Graphical representation of stimuli presentation.

Graphical representation of stimuli presentation.

Statistical analyses

The differences between groups in serum marker levels were assessed using independent sample t-tests. The individual’s Temporal Binding Windows (TBW) in the SJ task, and the Just Noticeable Difference (JND) in the TOJ task (i.e. measures of temporal sensitivity) for each group were calculated using standard procedures[96,97]. Specifically, to calculate the individual’s TBWs in the SJ task, we first computed the percentage of simultaneous responses across all SOAs for each participant. The observed distribution of responses was fitted to a Gaussian function using the fit function implemented in MATLAB (fit type: gauss1). The peak of this curve is referred to as the point of subjective simultaneity (PSS). It is assumed that, at this particular SOA, the information from the different modalities is perceived as being maximally simultaneous.

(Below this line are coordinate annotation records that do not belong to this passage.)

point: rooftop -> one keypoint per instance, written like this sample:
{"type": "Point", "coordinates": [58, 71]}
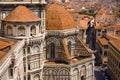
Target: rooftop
{"type": "Point", "coordinates": [21, 14]}
{"type": "Point", "coordinates": [57, 18]}
{"type": "Point", "coordinates": [5, 45]}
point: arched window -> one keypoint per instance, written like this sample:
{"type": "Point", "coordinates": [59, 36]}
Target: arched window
{"type": "Point", "coordinates": [52, 50]}
{"type": "Point", "coordinates": [21, 31]}
{"type": "Point", "coordinates": [33, 31]}
{"type": "Point", "coordinates": [11, 72]}
{"type": "Point", "coordinates": [83, 73]}
{"type": "Point", "coordinates": [69, 47]}
{"type": "Point", "coordinates": [50, 75]}
{"type": "Point", "coordinates": [9, 30]}
{"type": "Point", "coordinates": [36, 49]}
{"type": "Point", "coordinates": [76, 74]}
{"type": "Point", "coordinates": [64, 75]}
{"type": "Point", "coordinates": [90, 72]}
{"type": "Point", "coordinates": [37, 77]}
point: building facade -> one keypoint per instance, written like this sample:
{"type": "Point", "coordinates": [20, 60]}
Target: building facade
{"type": "Point", "coordinates": [51, 52]}
{"type": "Point", "coordinates": [113, 59]}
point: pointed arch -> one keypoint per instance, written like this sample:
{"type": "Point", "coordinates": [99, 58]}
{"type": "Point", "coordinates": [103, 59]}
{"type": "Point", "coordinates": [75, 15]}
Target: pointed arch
{"type": "Point", "coordinates": [37, 77]}
{"type": "Point", "coordinates": [50, 74]}
{"type": "Point", "coordinates": [90, 71]}
{"type": "Point", "coordinates": [9, 30]}
{"type": "Point", "coordinates": [33, 30]}
{"type": "Point", "coordinates": [75, 74]}
{"type": "Point", "coordinates": [71, 45]}
{"type": "Point", "coordinates": [21, 31]}
{"type": "Point", "coordinates": [52, 46]}
{"type": "Point", "coordinates": [83, 72]}
{"type": "Point", "coordinates": [63, 74]}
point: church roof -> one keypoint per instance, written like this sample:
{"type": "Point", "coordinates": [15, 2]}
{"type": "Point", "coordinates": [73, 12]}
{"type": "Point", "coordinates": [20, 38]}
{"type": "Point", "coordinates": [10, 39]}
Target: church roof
{"type": "Point", "coordinates": [21, 14]}
{"type": "Point", "coordinates": [57, 18]}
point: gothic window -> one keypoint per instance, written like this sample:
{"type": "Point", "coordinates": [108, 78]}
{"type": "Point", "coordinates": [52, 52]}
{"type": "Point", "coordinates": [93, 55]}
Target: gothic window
{"type": "Point", "coordinates": [52, 50]}
{"type": "Point", "coordinates": [76, 74]}
{"type": "Point", "coordinates": [90, 72]}
{"type": "Point", "coordinates": [83, 73]}
{"type": "Point", "coordinates": [11, 71]}
{"type": "Point", "coordinates": [82, 77]}
{"type": "Point", "coordinates": [28, 49]}
{"type": "Point", "coordinates": [9, 30]}
{"type": "Point", "coordinates": [21, 31]}
{"type": "Point", "coordinates": [69, 47]}
{"type": "Point", "coordinates": [28, 77]}
{"type": "Point", "coordinates": [50, 75]}
{"type": "Point", "coordinates": [33, 30]}
{"type": "Point", "coordinates": [28, 66]}
{"type": "Point", "coordinates": [63, 75]}
{"type": "Point", "coordinates": [36, 49]}
{"type": "Point", "coordinates": [37, 77]}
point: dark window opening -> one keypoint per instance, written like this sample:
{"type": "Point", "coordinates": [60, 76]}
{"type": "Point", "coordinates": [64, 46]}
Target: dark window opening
{"type": "Point", "coordinates": [69, 47]}
{"type": "Point", "coordinates": [28, 66]}
{"type": "Point", "coordinates": [28, 49]}
{"type": "Point", "coordinates": [11, 71]}
{"type": "Point", "coordinates": [52, 50]}
{"type": "Point", "coordinates": [82, 77]}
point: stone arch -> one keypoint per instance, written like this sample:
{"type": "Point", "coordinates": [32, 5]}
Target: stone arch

Another measure that can be derived from this curve is its standard deviation. The standard deviation is reflected in the width of the curve and is taken as the TBW, because it represents the range of SOAs at which the brain treats the two sensory information as occurring simultaneously. For the TOJ task, data analysis was as follows: first we calculated a rate of visual-first responses with each SOA. Then, a single psychometric function was fitted to the response rates across all SOAs, using the glmfit function in MATLAB, so as to determine the just noticeable difference (JND) for each group. The JND was defined as half of the difference between the two x values for which the psychometric function had a y value of 25% and 75%. For both tasks, we report the goodness of fit through the adjusted R-square. Possible differences between the TBW and the JND between groups were tested using independent sample t-tests. A post hoc power analysis was conducted using the software package, GPower 3.0.1[98]. For both groups, a sample size of 15 was used; moreover the alpha level used for this analysis was p < 0.05. The post hoc analyses revealed the statistical power for this study was 0.37 for detecting a medium effect size (d = 0.5), whereas it was of 0.68 for a large effect size d = 0.8. Finally, a linear regression was calculated to predict TWB and JND based on the all serum marker levels; the variance inflation factor (VIF) is reported as measure of multicollinearity.